James’ Beach celebrated comfort food, local art, and community. We opened it with a wonderful lesbian chef, Shari Lynn Robins, and were all openly LGBTQ. We worked with the late Billy Al Bengston, Jimmy Ganzer, and many others artists on the interior design. We did numerous “CalArts” styled events, including the area’s biggest Halloween parties, Easter Egg Dyeing bars, political events, and numerous fantasy happenings. Our New Years events were very CalArts, where each year we built a 10’ paper mache volcano on our patio, and prior to midnight introduced to each patron a blow up sex doll dressed as the old year (man or woman). People would punch or kiss it, depending on how the year was, and then we’d sacrifice it into the volcano. At midnight the volcano would erupt and a “future-telling” baby new year would emerge. The walls featured art from many local artists. I also sometimes exhibited my paintings in the restaurant that documented my life with James and life in Venice. We became famous for fish tacos by being featured in the film I Love You, Man.

Canal Club, which we sold right before COVID, was a more eclectic project built in a Frank Gehry space with the assistance of Billy Al Bengston. For 20 years it celebrated beach life, and featured a tropical environment with dining in a tropical lagoon with a one-ton steel wave created by Bengston, a 40’ stain glass mural I did of under the sea creatures and other fun stuff. We served raw seafood and sushi from a 20’ sushi bar and wood grill items from the kitchen—fire and water, plus tiki drinks! It’s there that we helped found the Venice Art Crawl, which continues to create pop-up opportunities for local emerging artists to showcase their art in Venice.

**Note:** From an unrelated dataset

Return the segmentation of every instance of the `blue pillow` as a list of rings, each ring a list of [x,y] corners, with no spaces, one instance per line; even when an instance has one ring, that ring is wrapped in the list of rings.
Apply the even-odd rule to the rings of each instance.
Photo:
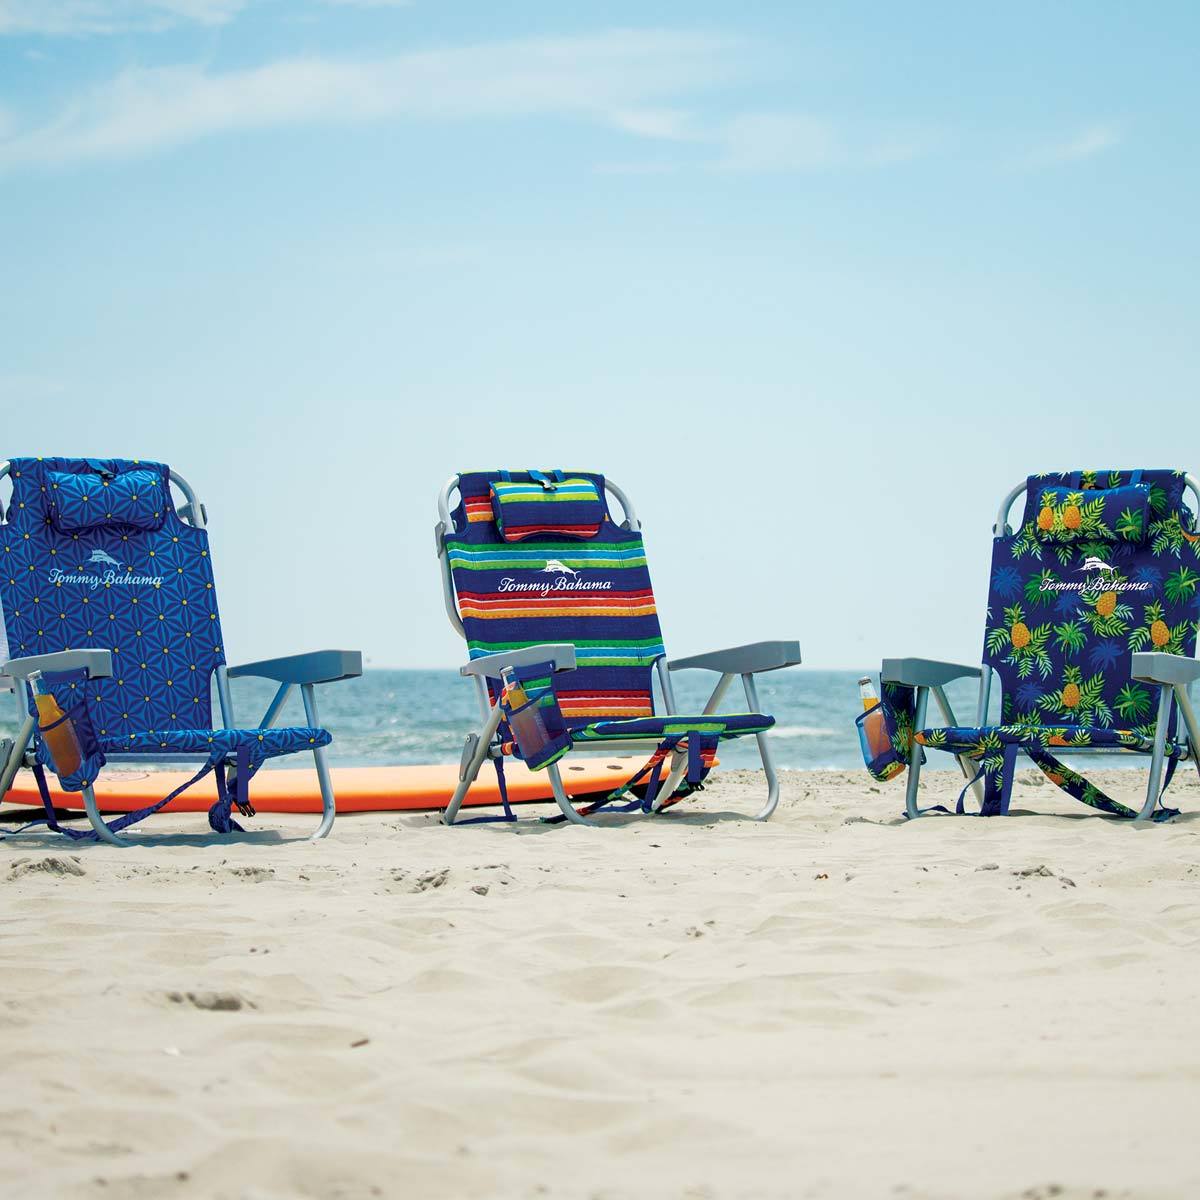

Danny’s was a funky deli/bar hangout dedicated to Venice’s history, and served as a local museum for 10 years on Venice’s historic Windward Avenue and helped ignite the rebirth of that street. Located under a hostel in the historic Windward Hotel building, it was a meeting place for visitors from around the world seeking to discover Venice. It was built around an exhibit of the last remaining (one ton) gondola brought to the area by Abbot Kinney in 1906, located in the entrance of the restaurant. Danny’s showcased amazing historic artifacts we collected from Venice Beach residents and facilitated numerous history-centric events. It was here that we revived the annual Summer Solstice Neptune Festival. Doing Danny’s got us intimately involved in putting up the now iconic Venice Sign on Windward; after which we helped found the annual Venice Holiday Sign Lighting with the Venice Chamber of Commerce. We supported the reemergence of the local LGBTQ community after the last gay bar closed in Venice, by co-founding Venice Pride featuring annual Pride celebrations in Venice and monthly Gaywatch events.

I was also proud to do paintings for Disney during this time and to raise money for the Venice Family Clinic with my art. We are bittersweet to say goodbye to the restaurants, but we thought of them as art installations, never meant to be there forever.

11 years ago I met a wonderful man, Doug Cook, with whom I also share my life. I am now focused on painting and social activism. James and I are currently exploring life and working on a project to document and celebrate these times. I still live in Venice and occasionally Palm Springs/Palm Desert. I am eternally grateful for the way CalArts and my friends there helped me to think outside the box.”